Some may recall the fuss that surrounded the banning of incandescent light bulbs here in the European Union. Our view, driven by the detailed industry knowledge of one of us*, is that this was something that could be taken care of by the market unadorned. If these compact fluorescent bulbs were all they were cracked up to be then people would adopt them voluntarily. And if they weren't then why should they be forced to? That was not the general view and the ban came into effect variously between 2009 and 2012, dependent upon the power rating of the bulb. Sadly, it was not in fact possible to simply swap bulbs: in order to get reasonable lighting effects many had to upgrade or alter, at some capital cost, their lighting systems as a whole. But still, no matter eh, because in this dim and flickering future of the CFL we'd all be saving so much money on electricity that we'd be happy anyway.
It's even possible that that could have been true. Except the CFL is now a redundant technology and everyone who did adapt their systems is going to have to do so all over again:
By the end of the year, GE will cease production and sales of compact fluorescent lights (CFLs), the manufacturer announced this morning. Moving forward, the company's focus will fall entirely on halogen incandescents and on high-efficiency LEDs.
"CFL's kind of been the light bulb that everybody loves to hate," explained John Strainic, chief operating officer of GE Lighting, citing the history of complaints about CFL dimmer compatibility, brightness delay, and quality of light. Strainic says that the industry has come a long way, but admits that the perception of inferior performance lingers. "Ultimately, LED offers a better solution at a comparable price."

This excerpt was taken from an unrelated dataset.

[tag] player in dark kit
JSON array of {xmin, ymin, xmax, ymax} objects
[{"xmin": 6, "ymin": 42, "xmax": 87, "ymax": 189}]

Amazing, eh? The technology becomes redundant a mere four years after we're all forced to use it. The current replacement one, LEDs, was simply not ready for prime time those short few years ago. So aren't we lucky that we all got to be forced into this technological dead end for those years. Just what would we do without those Wise Solons telling us all how to light our own homes?
Other than, you know, being richer, freer and able to make the useful and important technological leap from incandescent to LED without having to mess around with CFLs in the interim?
The lesson from this being that when politicians try to mandate the technology we must use they should be met with a volley of that Anglo Saxon invective which so enriches the English language. And we do, so much that it hurts, look forward to the studies on how much this lunacy has cost us all, that forced investment in a technology to be superseded in less than the claimed lifetime of one of those CFL bulbs.
*No, no direct impact here, the interest is in halogens, the fourth technology not affected by any of this.